带有 void* 参数转换的 function 指针

Question

I have no idea on how to look this up, even the title is confusing, even I am confused about what I'm looking for, and the question has for sure already been asked but it's so specific to be found, so here a bit of context:

int comparison(const int* a, const int* b) {
    return *a - *b;
}

int main(int argc, char const *argv[])
{
    int arr[3] = {1,6,-2};
    qsort(arr,3,sizeof(int),comparison);
    return 0;
}

Well, it does work, but the compiler gives me a warning, because qsort wants a function of type:

int(*)(const void*, const void*) 

and comparison is a function of type:

int(*)(const int*, const int*) 

I want to know why the compiler is not happy because it just has to cast the address. It should even be happy to give a type to a void* pointer. Is this really bad? Like an undefined behavior or something? Or just the compiler whining about nothing much?

Answer 1

After other reasons already given, there's another one. Historically there were platforms for which void * and int * had different bit arrangements, I've heard rumor of one where void * and int * were different sizes. That function pointer cast won't always work.

  const int *ia = (const int *)a;
  const int *ib = (const int *)b;

might not compile away to ia = a; but rather to something like ia = a >> 1 ; So there's really got to be a place for those instructions to be.

Answer 2

The qsort function takes as one of its arguments a function of a type you are not passing.

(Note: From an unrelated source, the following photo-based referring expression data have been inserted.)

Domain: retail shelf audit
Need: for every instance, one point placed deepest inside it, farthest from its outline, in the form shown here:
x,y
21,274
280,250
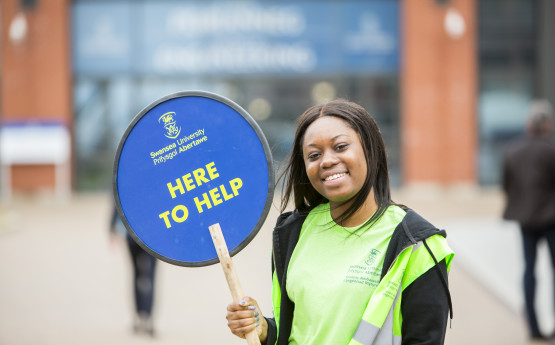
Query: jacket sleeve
x,y
272,331
425,308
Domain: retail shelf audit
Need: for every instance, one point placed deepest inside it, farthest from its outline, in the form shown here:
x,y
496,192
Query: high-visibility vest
x,y
382,320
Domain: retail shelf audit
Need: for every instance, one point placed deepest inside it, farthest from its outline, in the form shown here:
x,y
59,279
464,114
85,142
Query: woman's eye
x,y
313,156
341,147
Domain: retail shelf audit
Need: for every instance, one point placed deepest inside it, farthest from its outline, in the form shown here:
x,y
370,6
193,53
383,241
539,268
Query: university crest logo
x,y
170,125
371,258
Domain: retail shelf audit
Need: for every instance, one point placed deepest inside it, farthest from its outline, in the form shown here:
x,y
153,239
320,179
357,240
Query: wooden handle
x,y
230,274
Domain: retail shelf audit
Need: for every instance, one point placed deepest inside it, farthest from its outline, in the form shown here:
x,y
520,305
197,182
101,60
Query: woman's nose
x,y
329,159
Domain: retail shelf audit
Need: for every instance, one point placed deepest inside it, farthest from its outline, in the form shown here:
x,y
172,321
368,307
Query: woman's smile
x,y
333,159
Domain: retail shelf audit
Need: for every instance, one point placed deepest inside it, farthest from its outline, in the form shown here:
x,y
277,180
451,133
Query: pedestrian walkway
x,y
63,283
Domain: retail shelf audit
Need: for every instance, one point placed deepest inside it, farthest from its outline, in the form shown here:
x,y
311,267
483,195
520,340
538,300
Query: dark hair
x,y
295,177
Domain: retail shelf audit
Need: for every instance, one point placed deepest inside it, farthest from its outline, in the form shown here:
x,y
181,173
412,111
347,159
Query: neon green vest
x,y
382,319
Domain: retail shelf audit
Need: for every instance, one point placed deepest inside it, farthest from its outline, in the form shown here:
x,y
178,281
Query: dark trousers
x,y
144,267
530,239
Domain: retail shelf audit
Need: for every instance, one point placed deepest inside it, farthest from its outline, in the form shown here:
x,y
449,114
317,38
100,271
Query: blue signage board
x,y
188,161
237,37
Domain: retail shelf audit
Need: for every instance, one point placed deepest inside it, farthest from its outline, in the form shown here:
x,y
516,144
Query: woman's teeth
x,y
335,176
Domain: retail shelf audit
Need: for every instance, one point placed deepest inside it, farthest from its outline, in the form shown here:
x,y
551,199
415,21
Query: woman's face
x,y
334,159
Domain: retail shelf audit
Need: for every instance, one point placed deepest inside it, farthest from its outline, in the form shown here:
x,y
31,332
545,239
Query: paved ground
x,y
61,282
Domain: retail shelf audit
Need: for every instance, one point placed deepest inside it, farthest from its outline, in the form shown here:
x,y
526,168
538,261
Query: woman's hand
x,y
245,316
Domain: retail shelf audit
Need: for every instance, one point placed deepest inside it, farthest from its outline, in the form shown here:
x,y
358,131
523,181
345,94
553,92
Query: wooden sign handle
x,y
230,274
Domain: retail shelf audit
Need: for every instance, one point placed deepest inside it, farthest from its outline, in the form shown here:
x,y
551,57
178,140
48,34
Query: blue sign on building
x,y
237,38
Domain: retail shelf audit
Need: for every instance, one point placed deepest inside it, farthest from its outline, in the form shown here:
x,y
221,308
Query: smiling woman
x,y
348,252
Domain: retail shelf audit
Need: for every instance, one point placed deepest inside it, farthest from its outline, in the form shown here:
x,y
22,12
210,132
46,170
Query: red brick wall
x,y
438,94
35,80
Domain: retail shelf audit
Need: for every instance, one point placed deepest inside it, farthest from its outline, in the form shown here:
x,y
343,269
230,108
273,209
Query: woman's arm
x,y
425,308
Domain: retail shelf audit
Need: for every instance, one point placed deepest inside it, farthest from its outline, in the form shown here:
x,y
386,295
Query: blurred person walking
x,y
528,181
144,267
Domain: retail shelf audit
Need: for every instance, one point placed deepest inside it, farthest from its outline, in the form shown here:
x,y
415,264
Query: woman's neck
x,y
359,217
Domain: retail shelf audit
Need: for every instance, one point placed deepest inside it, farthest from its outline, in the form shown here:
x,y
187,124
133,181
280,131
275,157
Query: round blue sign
x,y
187,161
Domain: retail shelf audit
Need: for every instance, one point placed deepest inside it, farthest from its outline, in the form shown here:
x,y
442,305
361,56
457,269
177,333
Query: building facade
x,y
444,79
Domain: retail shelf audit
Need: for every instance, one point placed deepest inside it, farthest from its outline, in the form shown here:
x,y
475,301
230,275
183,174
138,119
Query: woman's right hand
x,y
245,316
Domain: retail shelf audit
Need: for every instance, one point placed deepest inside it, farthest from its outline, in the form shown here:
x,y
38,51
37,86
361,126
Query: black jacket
x,y
425,303
529,182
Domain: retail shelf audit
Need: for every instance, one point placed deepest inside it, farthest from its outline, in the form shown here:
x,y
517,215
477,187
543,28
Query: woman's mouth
x,y
335,176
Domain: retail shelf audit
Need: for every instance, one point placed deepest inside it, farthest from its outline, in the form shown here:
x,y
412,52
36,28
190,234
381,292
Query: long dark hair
x,y
296,180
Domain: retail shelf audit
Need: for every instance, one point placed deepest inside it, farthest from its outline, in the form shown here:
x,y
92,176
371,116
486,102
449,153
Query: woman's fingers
x,y
243,317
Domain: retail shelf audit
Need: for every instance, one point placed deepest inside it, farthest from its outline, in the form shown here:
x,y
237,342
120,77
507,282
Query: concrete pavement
x,y
62,282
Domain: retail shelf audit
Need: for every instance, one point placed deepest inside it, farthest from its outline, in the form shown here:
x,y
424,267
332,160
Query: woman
x,y
350,266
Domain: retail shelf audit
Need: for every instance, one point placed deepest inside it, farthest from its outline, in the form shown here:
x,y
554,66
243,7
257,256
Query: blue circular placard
x,y
187,161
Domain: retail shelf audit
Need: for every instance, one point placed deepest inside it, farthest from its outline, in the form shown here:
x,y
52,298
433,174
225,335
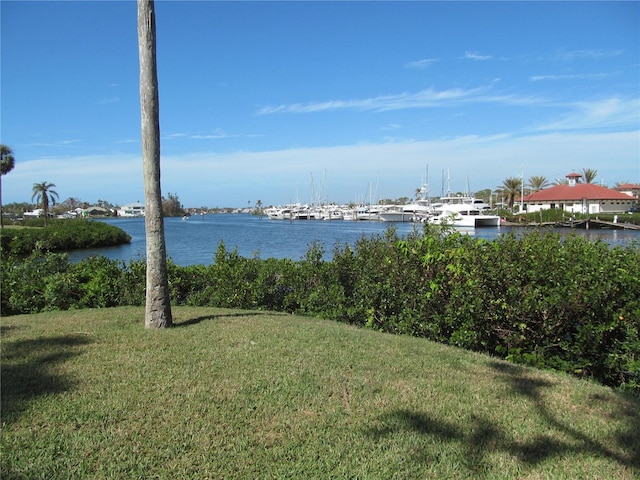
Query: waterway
x,y
195,241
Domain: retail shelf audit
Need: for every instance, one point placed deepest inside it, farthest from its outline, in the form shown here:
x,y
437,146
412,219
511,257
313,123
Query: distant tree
x,y
511,188
171,207
537,183
589,175
158,300
44,196
7,163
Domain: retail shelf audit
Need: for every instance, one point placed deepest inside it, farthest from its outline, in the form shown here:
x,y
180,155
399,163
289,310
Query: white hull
x,y
467,221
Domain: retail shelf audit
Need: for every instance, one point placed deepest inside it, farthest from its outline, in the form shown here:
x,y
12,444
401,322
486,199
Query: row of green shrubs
x,y
61,235
567,304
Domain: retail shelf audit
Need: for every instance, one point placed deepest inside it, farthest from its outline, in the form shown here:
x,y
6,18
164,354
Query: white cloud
x,y
109,100
279,176
583,76
476,56
422,99
420,64
606,113
570,55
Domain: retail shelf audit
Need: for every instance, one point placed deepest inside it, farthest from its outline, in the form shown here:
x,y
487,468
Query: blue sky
x,y
290,101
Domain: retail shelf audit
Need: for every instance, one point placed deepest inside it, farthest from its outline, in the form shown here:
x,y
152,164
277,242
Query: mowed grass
x,y
238,394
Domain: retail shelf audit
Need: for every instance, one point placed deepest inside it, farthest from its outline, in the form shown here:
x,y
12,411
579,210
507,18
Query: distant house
x,y
630,189
576,197
131,210
95,212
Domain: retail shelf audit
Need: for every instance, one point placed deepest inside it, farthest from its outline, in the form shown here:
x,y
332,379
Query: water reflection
x,y
194,241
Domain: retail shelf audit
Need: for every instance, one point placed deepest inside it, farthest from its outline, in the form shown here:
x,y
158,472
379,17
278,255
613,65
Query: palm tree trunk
x,y
158,302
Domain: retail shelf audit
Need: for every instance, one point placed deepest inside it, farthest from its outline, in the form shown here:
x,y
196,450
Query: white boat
x,y
395,213
463,211
279,213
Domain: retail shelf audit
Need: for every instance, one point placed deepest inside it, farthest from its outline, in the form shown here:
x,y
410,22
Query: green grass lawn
x,y
237,394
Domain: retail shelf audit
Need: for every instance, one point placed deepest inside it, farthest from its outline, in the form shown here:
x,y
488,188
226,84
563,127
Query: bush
x,y
61,235
566,304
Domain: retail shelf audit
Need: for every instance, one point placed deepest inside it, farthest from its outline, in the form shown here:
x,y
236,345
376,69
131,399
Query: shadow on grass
x,y
27,370
479,435
195,321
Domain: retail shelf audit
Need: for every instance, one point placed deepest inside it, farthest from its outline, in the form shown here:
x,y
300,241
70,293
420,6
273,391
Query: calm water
x,y
195,241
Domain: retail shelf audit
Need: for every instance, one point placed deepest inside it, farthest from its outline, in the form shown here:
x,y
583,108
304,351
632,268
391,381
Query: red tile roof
x,y
577,192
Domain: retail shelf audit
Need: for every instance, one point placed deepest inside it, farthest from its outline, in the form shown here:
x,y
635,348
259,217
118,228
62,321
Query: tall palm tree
x,y
44,195
511,188
158,301
589,175
537,183
7,162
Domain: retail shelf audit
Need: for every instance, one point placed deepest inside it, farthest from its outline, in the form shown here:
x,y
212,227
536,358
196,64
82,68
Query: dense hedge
x,y
567,304
61,235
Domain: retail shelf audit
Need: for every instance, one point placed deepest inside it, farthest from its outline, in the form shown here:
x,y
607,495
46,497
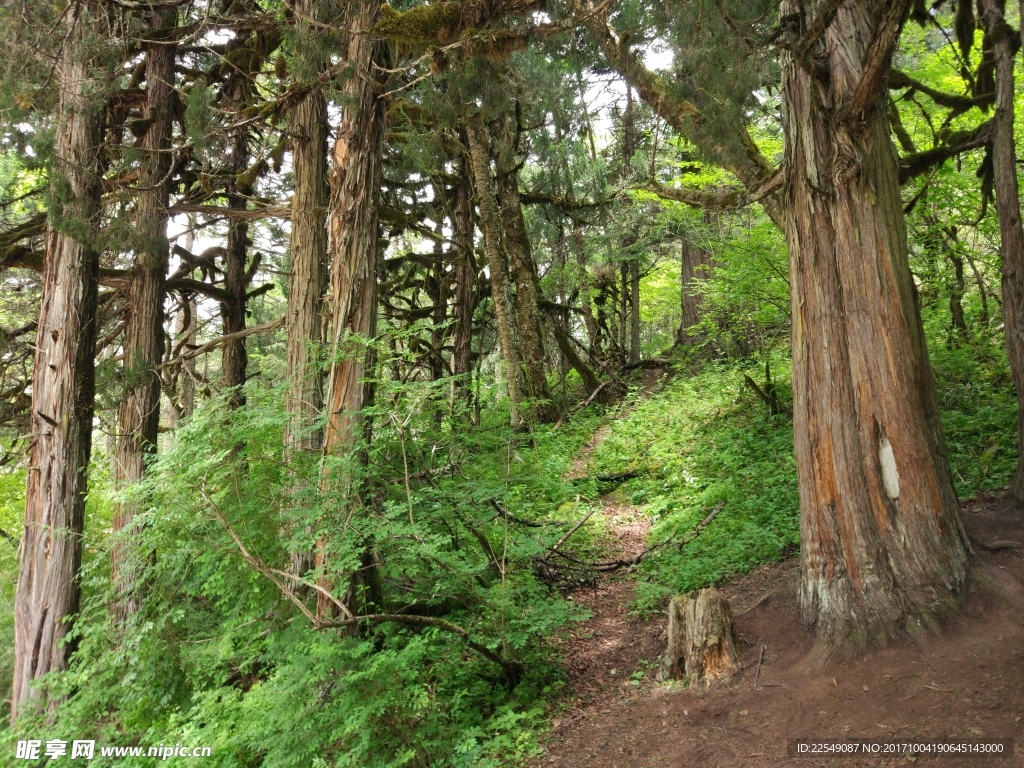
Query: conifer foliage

So you'll need to change that.

Inside the comparator, you can recast the pointers to the desired type.

Additionally, you need to dereference the values of the const int pointers you are passing into the comparator function:

#include <stdio.h>
#include <stdlib.h>

static int 
comparator(const void *a, const void *b) 
{
    return *(const int *)a - *(const int *)b;
}

static void
printArr(int arr[], int n) 
{ 
    int i; 
    for (i = 0; i < n; ++i) {
        printf("%d ", arr[i]);
    } 
} 

int
main(int argc, const char **argv)
{
    int arr[3] = {1, 6, -2};
    qsort(arr, 3, sizeof(int), comparator);
    printArr(arr, 3);

    return EXIT_SUCCESS;
}

Answer 3

why he (the compiler) is not happy.

qsort() expects a function point of type int (*)(const void *a, const void *b) , not int (*)(const int *a, const int *b) . The compiler could guess its OK and beform a cast, yet it is more productive for the compiler to warn about such problems.

Or just the compiler whining about nothing much?

By warming you, you are allowed to determine the degree of the problem.

---

In addition to @Alex Reynolds good answer, note that *a - *b may overflow, resulting in the wrong comparison.

Instead:

int comparison(const void *a, const void *b) {
  const int *ia = (const int *)a;
  const int *ib = (const int *)b;
  return (*ia > *ab) - (*ia < *ib);
}

Good compilers recognize the (p>q) - (p<q) idiom and emit efficient code.